Come già affermato da questa Corte (sentenza n. 67 del 2011), il citato Allegato III alla Parte II del d.lgs. n. 152 del 2006 comprende nella lettera c-bis), senza alcuna esclusione “sotto soglia”, l’intera categoria degli «Impianti eolici per la produzione di energia elettrica, sulla terraferma, con procedimento nel quale è prevista la partecipazione obbligatoria del rappresentante del Ministero per i beni e le attività culturali». In conseguenza di ciò, la normativa statale prescrive inderogabilmente la procedura di valutazione d’impatto ambientale per tutti gli interventi, pur se inferiori ai limiti previsti a livello regionale.

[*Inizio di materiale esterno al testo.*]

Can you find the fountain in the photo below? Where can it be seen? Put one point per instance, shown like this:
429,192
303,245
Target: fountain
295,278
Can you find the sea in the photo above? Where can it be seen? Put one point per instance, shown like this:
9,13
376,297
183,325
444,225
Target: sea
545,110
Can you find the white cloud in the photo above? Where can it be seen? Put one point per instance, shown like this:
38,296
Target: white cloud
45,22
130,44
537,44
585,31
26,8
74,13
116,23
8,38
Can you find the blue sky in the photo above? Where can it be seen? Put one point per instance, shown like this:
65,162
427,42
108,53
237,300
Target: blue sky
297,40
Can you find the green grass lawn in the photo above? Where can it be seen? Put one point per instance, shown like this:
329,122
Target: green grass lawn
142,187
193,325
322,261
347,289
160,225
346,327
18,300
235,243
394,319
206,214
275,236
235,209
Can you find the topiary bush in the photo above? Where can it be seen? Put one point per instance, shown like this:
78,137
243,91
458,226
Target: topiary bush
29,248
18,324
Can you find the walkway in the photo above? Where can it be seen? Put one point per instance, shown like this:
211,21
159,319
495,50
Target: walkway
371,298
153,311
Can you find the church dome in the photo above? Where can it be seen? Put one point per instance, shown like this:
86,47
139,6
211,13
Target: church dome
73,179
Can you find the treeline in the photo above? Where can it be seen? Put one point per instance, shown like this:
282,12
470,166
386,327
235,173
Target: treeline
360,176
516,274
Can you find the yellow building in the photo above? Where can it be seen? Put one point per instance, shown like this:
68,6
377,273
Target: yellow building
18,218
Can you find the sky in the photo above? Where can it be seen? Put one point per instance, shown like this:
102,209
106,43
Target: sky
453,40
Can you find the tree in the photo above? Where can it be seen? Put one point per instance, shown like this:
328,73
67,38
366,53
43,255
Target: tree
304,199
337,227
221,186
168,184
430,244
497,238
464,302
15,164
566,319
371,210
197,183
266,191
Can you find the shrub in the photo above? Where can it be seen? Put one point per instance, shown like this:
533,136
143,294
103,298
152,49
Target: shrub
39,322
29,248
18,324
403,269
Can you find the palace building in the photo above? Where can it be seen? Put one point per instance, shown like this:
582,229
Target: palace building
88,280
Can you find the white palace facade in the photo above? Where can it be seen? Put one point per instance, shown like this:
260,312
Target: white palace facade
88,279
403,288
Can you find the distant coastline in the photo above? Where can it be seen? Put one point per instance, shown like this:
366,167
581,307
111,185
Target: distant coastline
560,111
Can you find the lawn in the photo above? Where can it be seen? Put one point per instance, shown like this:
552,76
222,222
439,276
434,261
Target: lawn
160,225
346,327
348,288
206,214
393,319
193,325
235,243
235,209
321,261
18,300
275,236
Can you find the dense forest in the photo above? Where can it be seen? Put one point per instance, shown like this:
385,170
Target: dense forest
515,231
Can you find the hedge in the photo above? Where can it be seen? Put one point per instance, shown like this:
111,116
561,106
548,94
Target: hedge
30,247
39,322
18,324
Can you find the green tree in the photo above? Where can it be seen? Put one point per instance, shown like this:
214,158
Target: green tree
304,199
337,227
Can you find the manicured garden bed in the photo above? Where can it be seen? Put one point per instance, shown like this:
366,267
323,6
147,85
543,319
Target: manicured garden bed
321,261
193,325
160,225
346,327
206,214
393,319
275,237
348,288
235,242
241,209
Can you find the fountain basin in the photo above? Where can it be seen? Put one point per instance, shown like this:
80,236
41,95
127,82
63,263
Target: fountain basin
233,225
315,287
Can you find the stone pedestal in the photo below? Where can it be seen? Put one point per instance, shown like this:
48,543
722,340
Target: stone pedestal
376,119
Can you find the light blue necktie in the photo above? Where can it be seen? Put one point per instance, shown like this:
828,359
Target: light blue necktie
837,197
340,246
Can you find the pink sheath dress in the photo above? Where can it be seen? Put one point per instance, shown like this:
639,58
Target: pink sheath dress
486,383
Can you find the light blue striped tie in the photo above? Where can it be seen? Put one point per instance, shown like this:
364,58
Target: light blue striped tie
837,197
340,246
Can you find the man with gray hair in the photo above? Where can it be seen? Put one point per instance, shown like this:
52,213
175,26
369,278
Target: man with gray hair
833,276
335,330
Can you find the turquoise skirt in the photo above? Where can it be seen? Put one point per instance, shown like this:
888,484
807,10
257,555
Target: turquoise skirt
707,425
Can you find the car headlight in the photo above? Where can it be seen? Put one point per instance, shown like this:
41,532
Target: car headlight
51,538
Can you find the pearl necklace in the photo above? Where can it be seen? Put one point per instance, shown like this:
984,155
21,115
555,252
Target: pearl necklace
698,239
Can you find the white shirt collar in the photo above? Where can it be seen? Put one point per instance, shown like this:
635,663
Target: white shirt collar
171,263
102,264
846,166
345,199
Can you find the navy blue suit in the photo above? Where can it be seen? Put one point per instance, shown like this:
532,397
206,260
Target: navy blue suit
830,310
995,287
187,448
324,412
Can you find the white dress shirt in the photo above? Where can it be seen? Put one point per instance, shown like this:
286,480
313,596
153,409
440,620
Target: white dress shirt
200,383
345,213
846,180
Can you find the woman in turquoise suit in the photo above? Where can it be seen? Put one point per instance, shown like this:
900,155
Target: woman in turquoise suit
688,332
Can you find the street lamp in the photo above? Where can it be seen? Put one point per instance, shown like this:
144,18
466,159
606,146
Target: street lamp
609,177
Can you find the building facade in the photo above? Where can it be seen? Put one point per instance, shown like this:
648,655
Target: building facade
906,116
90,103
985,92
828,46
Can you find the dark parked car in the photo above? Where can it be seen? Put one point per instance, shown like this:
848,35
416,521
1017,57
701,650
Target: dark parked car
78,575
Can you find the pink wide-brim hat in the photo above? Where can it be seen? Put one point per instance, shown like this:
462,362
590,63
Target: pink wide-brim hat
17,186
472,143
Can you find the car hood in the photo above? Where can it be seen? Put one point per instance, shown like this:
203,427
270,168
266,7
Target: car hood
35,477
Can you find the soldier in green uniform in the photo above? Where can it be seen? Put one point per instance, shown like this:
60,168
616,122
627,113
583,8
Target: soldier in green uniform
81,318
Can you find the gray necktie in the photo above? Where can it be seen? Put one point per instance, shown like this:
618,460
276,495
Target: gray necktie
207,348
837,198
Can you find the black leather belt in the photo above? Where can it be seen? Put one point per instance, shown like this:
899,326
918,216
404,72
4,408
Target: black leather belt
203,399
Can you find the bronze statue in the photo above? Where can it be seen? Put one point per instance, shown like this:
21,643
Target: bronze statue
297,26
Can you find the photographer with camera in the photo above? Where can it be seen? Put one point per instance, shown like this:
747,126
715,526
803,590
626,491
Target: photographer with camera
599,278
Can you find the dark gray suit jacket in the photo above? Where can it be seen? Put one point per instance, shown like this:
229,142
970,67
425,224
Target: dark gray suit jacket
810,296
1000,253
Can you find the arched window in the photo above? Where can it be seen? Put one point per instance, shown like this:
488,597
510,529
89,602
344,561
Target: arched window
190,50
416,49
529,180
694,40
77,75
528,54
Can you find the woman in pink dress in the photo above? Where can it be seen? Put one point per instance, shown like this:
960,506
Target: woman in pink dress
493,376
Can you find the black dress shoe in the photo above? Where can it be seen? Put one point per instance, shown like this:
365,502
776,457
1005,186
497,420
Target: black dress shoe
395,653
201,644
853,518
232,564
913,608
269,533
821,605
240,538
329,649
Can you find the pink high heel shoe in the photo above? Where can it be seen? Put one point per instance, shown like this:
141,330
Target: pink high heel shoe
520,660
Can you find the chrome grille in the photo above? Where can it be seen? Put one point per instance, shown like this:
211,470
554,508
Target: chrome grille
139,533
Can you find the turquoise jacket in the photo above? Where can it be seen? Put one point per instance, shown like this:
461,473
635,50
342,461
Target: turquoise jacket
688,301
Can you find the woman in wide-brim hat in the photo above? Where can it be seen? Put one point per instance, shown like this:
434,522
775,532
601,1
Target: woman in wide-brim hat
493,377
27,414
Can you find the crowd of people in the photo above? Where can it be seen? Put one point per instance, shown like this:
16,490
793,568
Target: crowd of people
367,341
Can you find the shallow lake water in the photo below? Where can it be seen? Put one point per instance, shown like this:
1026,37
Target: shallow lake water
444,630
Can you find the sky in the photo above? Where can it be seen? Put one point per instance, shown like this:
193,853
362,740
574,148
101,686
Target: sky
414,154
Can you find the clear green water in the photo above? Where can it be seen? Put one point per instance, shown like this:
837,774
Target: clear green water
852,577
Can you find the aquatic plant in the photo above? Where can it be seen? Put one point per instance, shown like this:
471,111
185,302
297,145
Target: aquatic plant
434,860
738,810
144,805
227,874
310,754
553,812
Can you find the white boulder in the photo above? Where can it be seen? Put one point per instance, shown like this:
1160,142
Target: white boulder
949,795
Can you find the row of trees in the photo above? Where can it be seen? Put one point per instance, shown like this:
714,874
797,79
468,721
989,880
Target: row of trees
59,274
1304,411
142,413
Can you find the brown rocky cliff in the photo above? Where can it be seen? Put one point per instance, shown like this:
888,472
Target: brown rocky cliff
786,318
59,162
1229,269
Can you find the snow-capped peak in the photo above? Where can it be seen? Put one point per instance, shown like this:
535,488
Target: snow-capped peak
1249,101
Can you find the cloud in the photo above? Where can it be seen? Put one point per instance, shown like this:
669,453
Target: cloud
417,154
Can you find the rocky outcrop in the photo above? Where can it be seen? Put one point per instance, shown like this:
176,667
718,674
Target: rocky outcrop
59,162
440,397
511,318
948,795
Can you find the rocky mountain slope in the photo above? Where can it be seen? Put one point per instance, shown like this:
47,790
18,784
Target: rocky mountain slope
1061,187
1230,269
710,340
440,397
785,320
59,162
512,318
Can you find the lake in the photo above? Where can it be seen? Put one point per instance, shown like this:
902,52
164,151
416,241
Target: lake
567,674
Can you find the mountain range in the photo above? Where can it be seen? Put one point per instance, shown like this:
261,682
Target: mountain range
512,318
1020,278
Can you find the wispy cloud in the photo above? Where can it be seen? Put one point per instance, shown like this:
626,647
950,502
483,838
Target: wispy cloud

Se, quindi, l’obbligo di sottoporre qualunque progetto alla procedura di VIA attiene al valore della tutela ambientale (sentenza n. 127 del 2010), la norma regionale impugnata, nel sottrarre a tale obbligo la tipologia degli impianti “sotto soglia”, è invasiva dell’ambito di competenza statale esclusiva di cui all’art. 117, secondo comma, lettera s), della Costituzione.
Deve, dunque, essere dichiarata l’illegittimità costituzionale dell’art. 5, comma 23, della legge della Regione autonoma della Sardegna n. 3 del 2009, nella parte in cui dispone che gli impianti eolici con potenza complessiva inferiore o uguale a 60 kW sono considerati minieolici e non sono assoggettati alle procedure di valutazione di impatto ambientale.
per questi motivi
LA CORTE COSTITUZIONALE
dichiara l’illegittimità costituzionale dell’art. 5, comma 23, della legge della Regione autonoma della Sardegna 7 agosto 2009, n. 3 (Disposizioni urgenti nei settori economico e sociale), nella parte in cui dispone che gli impianti eolici con potenza complessiva inferiore o uguale a 60 kW sono considerati minieolici e non sono assoggettati alle procedure di valutazione di impatto ambientale.
Così deciso in Roma, nella sede della Corte costituzionale, Palazzo della Consulta, il 3 luglio 2013.
F.to:
Franco GALLO, Presidente
Luigi MAZZELLA, Redattore
Gabriella MELATTI, Cancelliere
Depositata in Cancelleria il 12 luglio 2013.